The Gentle Grafter eBook

This eBook from the Gutenberg Project consists of approximately 172 pages of information about The Gentle Grafter.

The Gentle Grafter eBook

This eBook from the Gutenberg Project consists of approximately 172 pages of information about The Gentle Grafter.

“Nearly everybody will agree with you as to one of them,” said I, with a laugh.

“Well, burglary ought to be wiped out, too,” said Jeff; and I wondered whether the laugh had been redundant.

“About three months ago,” said Jeff, “it was my privilege to become familiar with a sample of each of the aforesaid branches of illegitimate art.  I was sine qua grata with a member of the housebreakers’ union and one of the John D. Napoleons of finance at the same time.”

“Interesting combination,” said I, with a yawn.  “Did I tell you I bagged a duck and a ground-squirrel at one shot last week over in the Ramapos?” I knew well how to draw Jeff’s stories.

“Let me tell you first about these barnacles that clog the wheels of society by poisoning the springs of rectitude with their upas-like eye,” said Jeff, with the pure gleam of the muck-raker in his own.

“As I said, three months ago I got into bad company.  There are two times in a man’s life when he does this—­when he’s dead broke, and when he’s rich.
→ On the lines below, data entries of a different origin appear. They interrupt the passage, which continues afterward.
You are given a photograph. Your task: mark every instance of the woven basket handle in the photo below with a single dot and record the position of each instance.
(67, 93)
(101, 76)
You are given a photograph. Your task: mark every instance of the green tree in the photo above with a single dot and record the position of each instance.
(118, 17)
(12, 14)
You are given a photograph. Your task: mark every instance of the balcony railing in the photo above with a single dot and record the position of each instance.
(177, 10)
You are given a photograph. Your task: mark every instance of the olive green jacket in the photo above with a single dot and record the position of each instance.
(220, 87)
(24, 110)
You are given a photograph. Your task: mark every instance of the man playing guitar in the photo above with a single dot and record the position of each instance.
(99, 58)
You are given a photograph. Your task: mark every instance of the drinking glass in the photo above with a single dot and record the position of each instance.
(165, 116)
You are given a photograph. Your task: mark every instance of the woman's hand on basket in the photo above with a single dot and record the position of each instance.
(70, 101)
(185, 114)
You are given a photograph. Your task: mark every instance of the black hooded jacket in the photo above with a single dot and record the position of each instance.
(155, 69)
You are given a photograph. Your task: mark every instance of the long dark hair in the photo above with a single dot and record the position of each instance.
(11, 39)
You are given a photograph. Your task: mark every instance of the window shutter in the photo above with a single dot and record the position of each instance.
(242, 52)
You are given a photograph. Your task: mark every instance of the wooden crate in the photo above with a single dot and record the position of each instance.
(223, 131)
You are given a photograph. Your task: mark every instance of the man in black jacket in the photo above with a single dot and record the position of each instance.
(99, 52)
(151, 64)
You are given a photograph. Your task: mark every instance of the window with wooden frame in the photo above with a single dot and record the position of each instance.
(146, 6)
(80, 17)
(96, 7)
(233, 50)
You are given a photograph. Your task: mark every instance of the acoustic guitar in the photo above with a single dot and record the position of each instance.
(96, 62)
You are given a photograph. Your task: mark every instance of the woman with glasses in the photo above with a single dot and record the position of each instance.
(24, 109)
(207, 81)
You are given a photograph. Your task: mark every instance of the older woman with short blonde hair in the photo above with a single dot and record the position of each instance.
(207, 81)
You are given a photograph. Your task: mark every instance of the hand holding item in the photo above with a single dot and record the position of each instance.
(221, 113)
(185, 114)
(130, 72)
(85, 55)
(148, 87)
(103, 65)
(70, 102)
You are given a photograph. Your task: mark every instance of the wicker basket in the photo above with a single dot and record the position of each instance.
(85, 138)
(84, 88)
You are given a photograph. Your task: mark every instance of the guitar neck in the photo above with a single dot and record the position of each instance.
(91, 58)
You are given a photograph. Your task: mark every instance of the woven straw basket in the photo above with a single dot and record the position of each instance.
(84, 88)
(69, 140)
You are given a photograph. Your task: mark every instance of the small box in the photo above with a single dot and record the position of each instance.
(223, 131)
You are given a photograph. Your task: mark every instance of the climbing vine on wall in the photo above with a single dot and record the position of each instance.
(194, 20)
“Now and then the most legitimate business runs out of luck.  It was out in Arkansas I made the wrong turn at a cross-road, and drives into this town of Peavine by mistake.  It seems I had already assaulted and disfigured Peavine the spring of the year before.  I had sold $600 worth of young fruit trees there—­plums, cherries, peaches and pears.  The Peaviners were keeping an eye on the country road and hoping I might pass that way again.  I drove down Main street as far as the Crystal Palace drugstore before I realized I had committed ambush upon myself and my white horse Bill.

“The Peaviners took me by surprise and Bill by the bridle and began a conversation that wasn’t entirely disassociated with the subject of fruit trees.  A committee of ’em ran some trace-chains through the armholes of my vest, and escorted me through their gardens and orchards.

“Their fruit trees hadn’t lived up to their labels.  Most of ’em had turned out to be persimmons and dogwoods, with a grove or two of blackjacks and poplars.  The only one that showed any signs of bearing anything was a fine young cottonwood that had put forth a hornet’s nest and half of an old corset-cover.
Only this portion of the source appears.